There is no doubt that a novel and comprehensive method of integration and analysis for cotton omics data is essential to maximize utility of publicly available data, and will help to accelerate cotton research. However, a powerful mining tool for omics data has not previously been available. Differing from CottonGen, CottonDB or CMD, GraP is believed to fill the vacant fields for functional analysis. GraP is more suitable for molecular mechanism-driven investigations of gene batches derived from high-throughput sequencing or microarrays, especially for signal transductions under stresses, and will offer researchers some insights into their studies. GraP provides comprehensive knowledge about a specific gene, including family categories, potential interactive partners, cis -elements, microRNAs and their downstream targets, as well as possible regulatory pathways.

Taking SnRKs as an example, in G. raimondii , Gorai.011G121900 is a member of the SnRK family ( Figure 3 ) and the ortholog of GhSnRK2 ( Figure 4 B). It was shown that in the PPI network ( Figure 4 A), Gorai.011G121900 could directly interact with 100 other proteins, including F-box (Gorai.013G113800), CUL1 ( Gorai.008G009700 ), EBF1 ( Gorai.009G058000 ), bZIP TFs ( Gorai.013G258300 and Gorai.006G111600 ), COI1 ( Gorai.011G279900 ) and AREB3 ( Gorai.009G301400 ). Most of these PPIs have already been verified in Arabidopsis ( 46 , 55 ) ( Supplementary Table S6 ).

In addition, GSEA analysis of all interactors of Gorai.011G121900 , such as Tify, WRKY TFs and various E3 ligases, showed significant enrichment in the response to light stimulus and other important hormones, including ABA and jasmonic acid (Fisher exact test, FDR ≤ 0.05) ( Figure 4 D and Supplementary Table S8 ). Statistical analysis of motifs in the 3000 bp upstream sequences of these protein-coding genes showed that they were significantly related to stress and hormone signaling as well as partially tissue-specific motif factors, such as WRKY71OS, WBOXNTERF3, RAV1AAT and ABRELATERD1 ( P -value ≤ 0.05; Figure 4 C). This showed that these interactors might be transcribed by WRKY TFs and impacted by ABA or other stress-related key elements. It had also been reported that the overexpression of GhSnRK2 in Arabidopsis led to reduced water loss under salt and drought stresses as well as the up-regulation of other key elements, such as AtABI3, AtCBF1 and AtABI5 ( 10 ). Furthermore, GhSnRK2 silencing in cotton plants results in a phenotype of alleviated drought tolerance ( 10 ). Gra.16.2.A1_x_at was the corresponding probe set of Gorai.011G121900 and it had 157 positively co-expressed probe sets. Gene ontology enrichment analysis of these probe sets using agriGO ( 56 ) exhibited that response to water and chemical stimuli as well as the regulation of gene expression were significantly enriched ( P -value ≤ 0.05) ( Supplementary Figure S2 and Supplementary Data ). Moreover, MIR393 is involved in auxin signaling and controlled leaf development under salt stress, and MIR482 is a family of disease resistance-related miRNAs ( 57 , 58 ). Both MIR393 and MIR482 participate in the posttranscriptional regulation of transcribed mRNAs from the interactors of Gorai.011G121900 ( Figure 3 ). In summary, all the mined information illustrated that Gorai.011G121900 was involved in tissue development, hormone and stress resistance ( Supplementary Table S8 ).

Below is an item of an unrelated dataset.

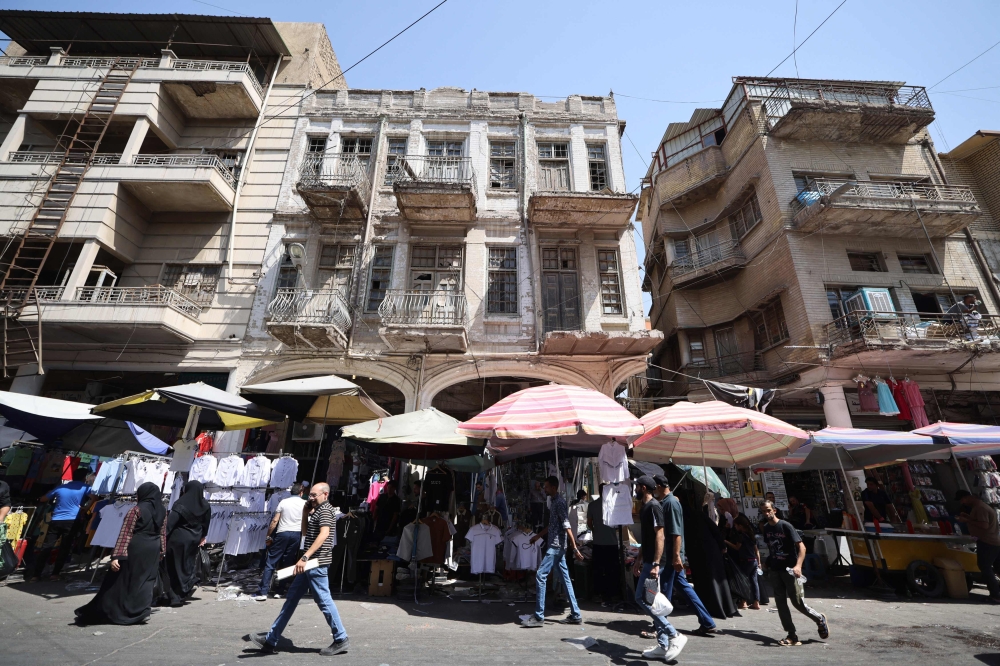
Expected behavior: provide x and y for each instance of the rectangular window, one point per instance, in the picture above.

However, information in GraP is mainly constructed in silico . False-positives or false-negatives can exist due to parameter and method selections during prediction processes and lack of experimental evidence. Therefore, subsequent manual updates are important for error rectification and knowledge supplementation, guaranteeing a good service for user requests. Users can also leave messages or write e-mails to GraP for personal problems.

Conclusions

GraP is a user-friendly and up-to-date database and analysis platform for functional genomic studies in G. raimondii . At present, we have integrated two versions of G. raimondii genome data, microarray and mRNA-seq data in the database ( Table 1 ). We have also developed a series of functional analysis tools such as cotton gene family analysis, PPI prediction, co-expression network web service, GSEA analysis, cis -element significance analysis toolbox, genome synteny analysis among relative species and other general tools in the database. We hope this will improve the accuracy of cotton functional genomics analysis, and further deepen understanding of gene regulatory networks for effective crop improvement. GraP is freely available at http://structuralbiology.cau.edu.cn/GraP/ , and will be updated every 3–4 months with the development of cotton research, as well as the manual curated gene family available.

Funding

This research was supported by grants from the Ministry of Science and Technology of China (31171276) and the Ministry of Education of China (NCET-09-0735).

References

1

John
M.E.
Crow
L.J.
(
1992
)
Gene expression in cotton ( Gossypium hirsutum L.) fiber: cloning of the mRNAs
.
Proc. Natl. Acad. Sci. USA.
,
89
,
5769
5773
.

2

Li
Y.L.
Sun
J.
Li
C.H.
et al.  . (
2003
)
Specific expression of a beta-tubulin gene (GhTub1) in developing cotton fibers
.
Sci. China C Life Sci.
,
46
,
235
242
.

3

Jiang
Y.
Guo
W.
Zhu
H.
et al.  . (
2012
)
Overexpression of GhSusA1 increases plant biomass and improves cotton fiber yield and quality
.
Plant Biotechnol. J.
,
10
,
301
312
.

4

Bai
W.Q.
Xiao
Y.H.
Zhao
J.
et al.  . (
2014
)
Gibberellin overproduction promotes sucrose synthase expression and secondary cell wall deposition in cotton fibers
.
PLoS One
,
9
,
e96537
.

5

Wu
C.A.
Yang
G.D.
Meng
Q.W.
et al.  . (
2004
)
The cotton GhNHX1 gene encoding a novel putative tonoplast Na(+)/H(+) antiporter plays an important role in salt stress
.
Plant Cell Physiol.
,
45
,
600
607
.

6

Gao
S.Q.
Chen
M.
Xia
L.Q.
et al.  . (
2009
)
A cotton ( Gossypium hirsutum ) DRE-binding transcription factor gene, GhDREB, confers enhanced tolerance to drought, high salt, and freezing stresses in transgenic wheat
.
Plant Cell Rep.
,
28
,
301
311
.

7

Meng
C.M.
Cai
C.P.
Zhang
T.Z.
et al.  . (
2009
)
Characterization of six novel NAC genes and their responses to abiotic stresses in Gossypium hirsutum L
.
Plant Sci
,
176
,
352
359
.

8

Huang
G.Q.
Li
W.
Zhou
W.
et al.  . (
2013
)
Seven cotton genes encoding putative NAC domain proteins are preferentially expressed in roots and in responses to abiotic stress during root development
.
Plant Growth Regul.
,
71
,
101
112
.

9

Lu
W.
Chu
X.
Li
Y.
et al.  . (
2013
)
Cotton GhMKK1 induces the tolerance of salt and drought stress, and mediates defence responses to pathogen infection in transgenic Nicotiana benthamiana
.
PLoS One
,
8
,
e68503
.

10

Bello
B.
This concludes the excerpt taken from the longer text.